📰 NewsPeeking API 👁️

NewsPeeking API is a RESTful API built with FastAPI that allows you to crawl news websites, extract article data, and classify news articles using Natural Language Processing (NLP) techniques. It's designed to be modular, configurable, and easy to use for developers who need to programmatically access and analyze news content.

✨ Key Features

Web Crawling: Efficiently crawls news websites using BeautifulSoup4 and requests.
Article Extraction: Extracts key information from news articles:
- 📰 Headline
- 📝 Article Text
- 📅 Publication Date
- ✍️ Author Information
Intelligent Crawling Modes:
- List Articles Mode (Default): Extracts and lists article URLs from news website listing pages (homepages, category pages).
- Crawl Articles Mode (Optional): Crawls individual articles, extracts content, classifies them, and stores them in a database.
Article Classification: Categorizes articles using NLP (NLTK) and keyword-based classification (configurable categories).
Structured Storage: Stores extracted and classified data in a structured SQLite database.
Website-Specific Configuration: Highly adaptable to different news website structures through YAML configuration files. Define custom CSS selectors for each website.
RESTful API: Built with FastAPI for a modern, fast, and well-documented API.
Error Handling & Rate Limiting: Robust error handling for invalid URLs and website issues. Basic rate limiting to be respectful to websites.
Database Reset Endpoint: Includes an endpoint to easily reset/flush the database for development and testing.

🚀 API Endpoints

📌 `/crawl` (POST)

Description: Crawls a news website URL. Operates in two modes:
- Default Mode (List Articles): Returns a list of article URLs from a listing page.
- Crawl Articles Mode: Crawls individual articles, extracts data, classifies, and stores in the database.
Request Body:
```
{
  "url": "https://www.example-news-website.com/",
  "crawl_articles": false
}
```
- url (string, required): The URL of the news website (listing page or article page).
- crawl_articles (boolean, optional, default: false): Set to true to enable crawling and storing article content. If false or not provided, the API will only list article URLs.

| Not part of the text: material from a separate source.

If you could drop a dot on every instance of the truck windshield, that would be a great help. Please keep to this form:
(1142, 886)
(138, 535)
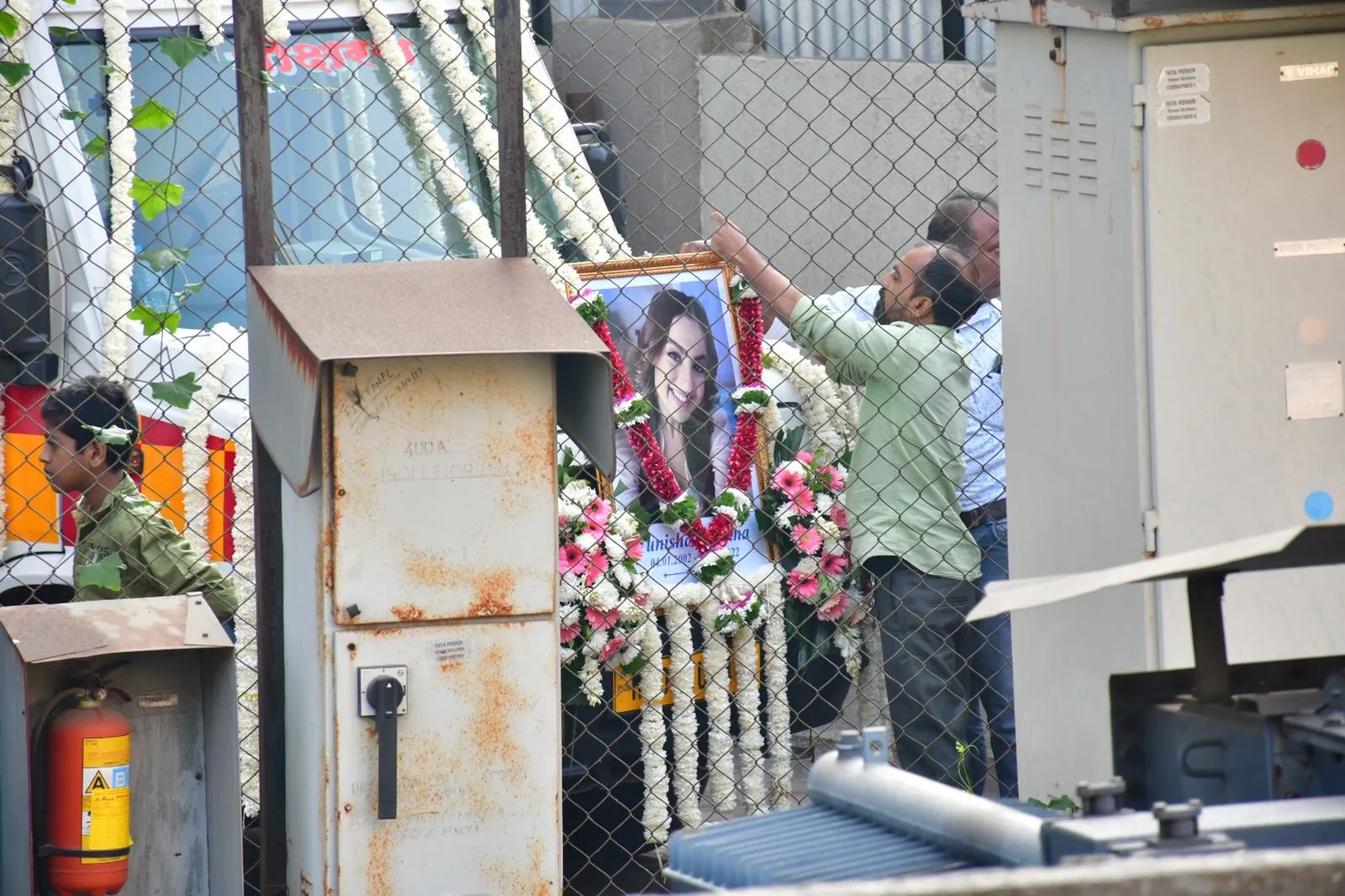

Response (Default Mode - List Articles):

{
  "message": "Article URLs extracted from listing page.",
  "article_urls": [
    "https://www.example-news-website.com/article1",
    "https://www.example-news-website.com/article2",
    ...
  ]
}

Response (Crawl Articles Mode - Success):

{
  "message": "Crawling from listing page successful, 15 new articles stored, 3 articles updated.",
  "articles_crawled": 18
}

Response (Error - 400 Bad Request):

{
  "detail": "Failed to crawl article data from URL."
}

🔄 `/reset_db` (POST)

Description: Resets the database by deleting all stored articles. Useful for development and testing.
Request Body: None

Response (Success - 200 OK):

{
  "message": "Database reset successful: All articles deleted."
}

🛠️ Setup Instructions

Clone the Repository:

git clone https://github.com/maksha/NewsPeeking.git
cd NewsPeeking

Create a Virtual Environment:

python3 -m venv venv
source venv/bin/activate  # On Linux/macOS
venv\Scripts\activate     # On Windows

Install Dependencies:
```
pip install -r requirements.txt
```
Configuration:
- Edit the config.yaml file in the project root to configure:
  - default settings: rate_limit_delay, categories, database_url (default is sqlite:///./news_articles.db).
  - websites settings: Website-specific configurations including:
    - listing_page: article_link_selectors, url_pattern_inclusion.
    - article_page: headline_selector, article_text_selector, publication_date_selector, author_selector.
  - See the example config.yaml for detailed structure.
Run the API:
```
uvicorn newspeeking.main:app --reload
```
The API will be accessible at http://127.0.0.1:8000.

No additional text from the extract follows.